Nuns seemed especially susceptible to incubi attack. Ludovico Maria Sinistrari, in Daemonialitate et Incubis et Succubis (1754), told of a nun who would regularly disappear into her cell after dinner. Another nun heard low voices and the sounds of lovemaking through the thin partition between their rooms. Boring a hole in the wall, she saw the nun making passionate love with a "comely youth." After all the other nuns had been allowed to witness the scene, the miscreant was approached. Under threat of torture, she admitted that she had "long been indecently intimate with an incubus." In most of the earlier accounts of copulation between incubi and women, or succubi and men, there was mention of the intense pleasure brought about by this union. But later, toward the end of the fifteenth century, the authorities seemed to realize that attacks should not be made to sound attractive and, after torture, descriptions began to include talk the incubi possessing large, rough penises that emitted ice-cold semen.

The Malleus Maleficarum (1486) made three classifications: (i) those who submit voluntarily (to incubi) as witches; (ii) those brought against their will by witches to sleep with incubi; (iii) those assaulted against their will. As the witch trials gained in fervor, the inquisitors came to expect that a witch would have had relations with an incubus, and each witch was tortured until she confessed to that misdeed. Since women were regarded as far more licentious than men, it was supposed that incubi outnumbered succubi by nine to one.

St. Anthony was said to have been sorely tempted by female demons. According to St. Athanasius's Life of Anthony (c. 361 CE), "The devil, unhappy wight, one night even took upon him the shape of a woman and imitated all her acts simply to beguile Anthony." St. Hippolytus was once visited by a nude woman (c. 230 CE), but when he threw his chasuble over her to hide her nakedness, she turned back into what she really was—a corpse that had been animated.
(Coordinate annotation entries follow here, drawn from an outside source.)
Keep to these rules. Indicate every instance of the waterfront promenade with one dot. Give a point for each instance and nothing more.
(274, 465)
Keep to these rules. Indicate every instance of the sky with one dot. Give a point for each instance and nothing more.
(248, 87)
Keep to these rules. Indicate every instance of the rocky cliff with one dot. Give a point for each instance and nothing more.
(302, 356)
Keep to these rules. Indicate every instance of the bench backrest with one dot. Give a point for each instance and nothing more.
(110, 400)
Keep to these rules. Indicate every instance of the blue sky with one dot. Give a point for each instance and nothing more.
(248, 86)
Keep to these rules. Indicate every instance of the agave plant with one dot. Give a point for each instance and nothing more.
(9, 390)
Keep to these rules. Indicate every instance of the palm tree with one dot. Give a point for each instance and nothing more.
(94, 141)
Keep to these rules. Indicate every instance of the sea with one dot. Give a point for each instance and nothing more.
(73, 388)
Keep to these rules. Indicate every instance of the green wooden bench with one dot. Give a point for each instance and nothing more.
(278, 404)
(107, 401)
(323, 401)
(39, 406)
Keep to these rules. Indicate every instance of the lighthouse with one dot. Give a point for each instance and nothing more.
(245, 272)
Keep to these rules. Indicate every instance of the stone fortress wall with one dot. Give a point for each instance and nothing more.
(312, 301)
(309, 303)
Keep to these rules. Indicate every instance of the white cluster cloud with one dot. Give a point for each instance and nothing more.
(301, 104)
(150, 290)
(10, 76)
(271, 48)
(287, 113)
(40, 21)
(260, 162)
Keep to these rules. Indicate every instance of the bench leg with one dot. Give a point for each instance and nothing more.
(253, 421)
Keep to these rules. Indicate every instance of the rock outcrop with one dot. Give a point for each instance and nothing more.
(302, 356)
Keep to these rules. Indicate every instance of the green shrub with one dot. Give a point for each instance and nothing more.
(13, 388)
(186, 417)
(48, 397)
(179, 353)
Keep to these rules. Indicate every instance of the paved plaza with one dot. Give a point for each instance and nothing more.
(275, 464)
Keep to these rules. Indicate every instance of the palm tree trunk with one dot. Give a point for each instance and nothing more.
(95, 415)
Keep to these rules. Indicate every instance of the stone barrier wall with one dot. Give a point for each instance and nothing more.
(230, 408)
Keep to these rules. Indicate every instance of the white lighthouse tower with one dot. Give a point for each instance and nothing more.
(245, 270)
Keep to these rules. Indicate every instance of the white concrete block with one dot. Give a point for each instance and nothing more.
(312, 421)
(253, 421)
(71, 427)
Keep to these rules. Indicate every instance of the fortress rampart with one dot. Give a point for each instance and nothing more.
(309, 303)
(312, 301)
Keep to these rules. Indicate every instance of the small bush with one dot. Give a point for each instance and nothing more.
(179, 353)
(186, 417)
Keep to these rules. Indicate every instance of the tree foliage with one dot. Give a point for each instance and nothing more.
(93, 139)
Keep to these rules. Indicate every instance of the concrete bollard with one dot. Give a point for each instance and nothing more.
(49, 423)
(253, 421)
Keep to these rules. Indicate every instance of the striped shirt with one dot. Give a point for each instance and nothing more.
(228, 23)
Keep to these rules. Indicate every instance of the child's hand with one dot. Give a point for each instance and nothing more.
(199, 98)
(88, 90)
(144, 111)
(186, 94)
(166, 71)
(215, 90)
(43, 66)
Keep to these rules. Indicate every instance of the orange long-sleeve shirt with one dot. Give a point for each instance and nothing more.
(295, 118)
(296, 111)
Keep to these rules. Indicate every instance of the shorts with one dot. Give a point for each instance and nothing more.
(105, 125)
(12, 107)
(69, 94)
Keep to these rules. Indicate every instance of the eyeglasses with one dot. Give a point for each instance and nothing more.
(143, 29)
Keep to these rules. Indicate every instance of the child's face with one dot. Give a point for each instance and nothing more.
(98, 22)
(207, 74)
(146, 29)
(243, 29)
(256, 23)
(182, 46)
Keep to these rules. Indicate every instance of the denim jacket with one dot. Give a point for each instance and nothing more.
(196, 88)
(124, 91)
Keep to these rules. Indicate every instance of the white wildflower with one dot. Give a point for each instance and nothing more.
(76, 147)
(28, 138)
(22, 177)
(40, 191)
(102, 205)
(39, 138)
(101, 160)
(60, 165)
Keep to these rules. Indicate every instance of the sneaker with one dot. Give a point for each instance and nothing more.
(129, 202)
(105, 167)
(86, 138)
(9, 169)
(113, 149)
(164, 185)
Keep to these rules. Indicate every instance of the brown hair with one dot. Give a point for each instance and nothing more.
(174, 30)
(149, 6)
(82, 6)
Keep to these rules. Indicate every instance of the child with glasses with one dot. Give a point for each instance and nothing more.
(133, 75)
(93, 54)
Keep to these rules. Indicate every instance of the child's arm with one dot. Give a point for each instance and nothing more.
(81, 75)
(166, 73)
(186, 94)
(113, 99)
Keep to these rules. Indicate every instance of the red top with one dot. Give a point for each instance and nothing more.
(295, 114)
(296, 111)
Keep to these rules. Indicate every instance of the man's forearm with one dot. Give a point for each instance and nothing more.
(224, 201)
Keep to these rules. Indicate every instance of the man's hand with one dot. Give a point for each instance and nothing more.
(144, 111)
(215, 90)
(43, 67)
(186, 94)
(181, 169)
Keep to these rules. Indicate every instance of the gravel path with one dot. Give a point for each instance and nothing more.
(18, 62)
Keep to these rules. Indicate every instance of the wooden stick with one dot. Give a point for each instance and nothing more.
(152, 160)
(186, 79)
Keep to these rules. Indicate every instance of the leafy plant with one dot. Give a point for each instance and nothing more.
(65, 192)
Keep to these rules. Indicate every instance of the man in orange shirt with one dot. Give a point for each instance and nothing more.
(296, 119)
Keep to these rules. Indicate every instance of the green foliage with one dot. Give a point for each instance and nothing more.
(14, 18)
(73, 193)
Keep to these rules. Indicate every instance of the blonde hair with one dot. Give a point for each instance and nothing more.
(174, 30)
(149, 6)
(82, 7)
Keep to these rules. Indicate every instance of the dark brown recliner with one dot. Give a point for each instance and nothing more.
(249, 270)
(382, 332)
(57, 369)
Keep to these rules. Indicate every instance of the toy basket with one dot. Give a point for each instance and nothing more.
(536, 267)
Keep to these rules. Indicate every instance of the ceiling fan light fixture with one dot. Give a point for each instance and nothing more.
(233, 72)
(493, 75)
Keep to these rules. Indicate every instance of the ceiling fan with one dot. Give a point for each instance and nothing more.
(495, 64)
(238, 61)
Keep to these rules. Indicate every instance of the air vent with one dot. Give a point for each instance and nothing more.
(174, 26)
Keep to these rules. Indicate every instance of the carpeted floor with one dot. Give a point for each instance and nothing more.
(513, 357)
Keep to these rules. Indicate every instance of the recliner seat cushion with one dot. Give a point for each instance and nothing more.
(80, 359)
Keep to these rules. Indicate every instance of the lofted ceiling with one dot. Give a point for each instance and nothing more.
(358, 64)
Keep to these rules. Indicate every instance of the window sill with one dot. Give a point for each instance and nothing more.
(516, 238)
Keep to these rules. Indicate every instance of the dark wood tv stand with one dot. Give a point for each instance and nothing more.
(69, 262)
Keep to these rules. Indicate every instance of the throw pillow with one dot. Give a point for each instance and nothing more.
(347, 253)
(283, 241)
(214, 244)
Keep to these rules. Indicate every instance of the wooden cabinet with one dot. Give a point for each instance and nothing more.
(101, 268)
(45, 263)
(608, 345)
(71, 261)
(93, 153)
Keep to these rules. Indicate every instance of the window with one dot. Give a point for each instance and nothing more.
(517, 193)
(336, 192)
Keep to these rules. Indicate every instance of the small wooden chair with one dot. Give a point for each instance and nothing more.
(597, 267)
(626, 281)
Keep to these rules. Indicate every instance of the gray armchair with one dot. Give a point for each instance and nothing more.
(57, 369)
In the Salem Witch Trials there was suggestion of succubi when Bridget Bishop was charged. She had been a tavern keeper who had two ordinaries, one at Salem Village and the other in Salem Town. The main charge against her seems to have been that she wore a "red paragon bodice" and had a great store of lace. She was also said to retain her youthful appearance despite her advancing years. Various decent, upright, married men of the Puritan community testified that her "shape" had visited them and plagued them in their sleep! On June 10, 1692, she was hung on Gallows Hill.